KVCP (88.3 FM) is a non-commercial educational radio station broadcasting a Conservative Christian radio format. Licensed to Phoenix, Arizona, it serves the Phoenix metropolitan area. The station is owned by VCY America, Inc.

KVCP operates as a shared-time station; it broadcasts from 5 a.m. to 7:30 p.m., with the remaining hours used by Family Radio's KPHF for its Christian radio format. The stations' owners began this shared time arrangement in 1990 after both vying for the frequency. Both KVCP and KPHF use the same transmitter off Shaw Butte Trail in Phoenix.

History
The station went on the air in 1992 as KNAI, a non-commercial educational radio station broadcasting a radio format of Regional Mexican music and information for farm workers and other immigrants from Mexico. The station was owned by the National Farm Workers Service Center, Inc., and carried the Radio Campesina Network, with stations in California, Nevada and Arizona.

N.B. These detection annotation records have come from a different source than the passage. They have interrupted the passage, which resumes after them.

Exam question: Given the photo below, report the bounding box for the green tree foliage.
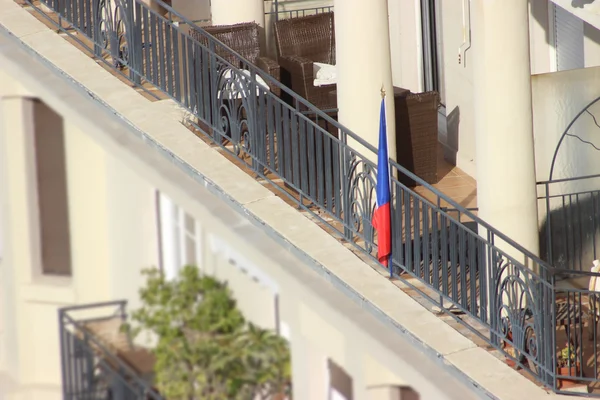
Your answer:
[126,266,291,400]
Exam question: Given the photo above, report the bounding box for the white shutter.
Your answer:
[554,4,585,71]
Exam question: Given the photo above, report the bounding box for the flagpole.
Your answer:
[381,83,394,279]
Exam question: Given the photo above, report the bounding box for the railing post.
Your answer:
[545,182,554,265]
[58,309,69,399]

The word "campesina" translates to "peasant" or "farm worker."

On September 2, 2011, lawyers representing radio stations KNAI and KUFW (Woodlake, California) notified the FCC that license holder National Farm Workers Service Center, Inc., had legally changed its name to the "César Chávez Foundation" on June 30, 2010.  Chávez was a noted leader of the Farm Workers movement.

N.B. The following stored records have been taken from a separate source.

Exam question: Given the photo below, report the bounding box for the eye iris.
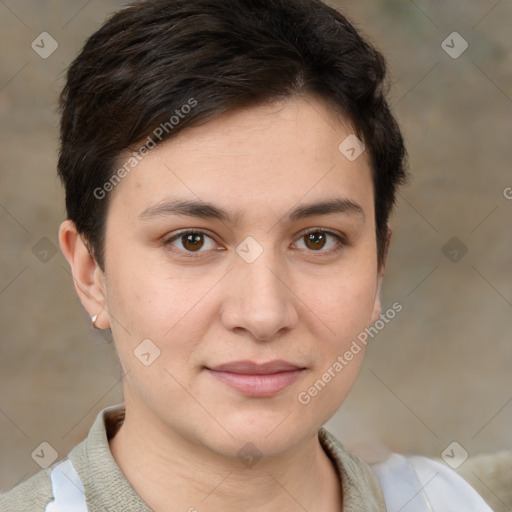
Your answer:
[305,231,325,249]
[181,233,204,251]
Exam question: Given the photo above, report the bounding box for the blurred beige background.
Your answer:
[0,0,512,510]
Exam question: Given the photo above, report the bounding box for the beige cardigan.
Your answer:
[0,405,386,512]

In March 2017, it was announced that the César Chávez Foundation was planning to buy AM 860 KMVP, also in Phoenix, which would allow programming to be heard around the clock in the Phoenix media market, while KNAI was off the air. On May 15, 2017, KNAI added the "-FM" suffix; the same day, KMVP changed its call letters to KNAI. CCF paired 860 AM with an FM translator, and in October, La Campesina moved exclusively to 860 AM and 101.9 FM; the station then began airing a loop directing listeners to the new frequencies. KNAI-FM changed its call letters to KCCF-FM on February 8, 2018. The move of the "La Campesina" programming from a non-commercial educational station to a commercial radio station coincided with a $115,000 fine for violations of the FCC's underwriting regulations at KNAI-FM and KUFW; the network's other stations operate on a commercial basis.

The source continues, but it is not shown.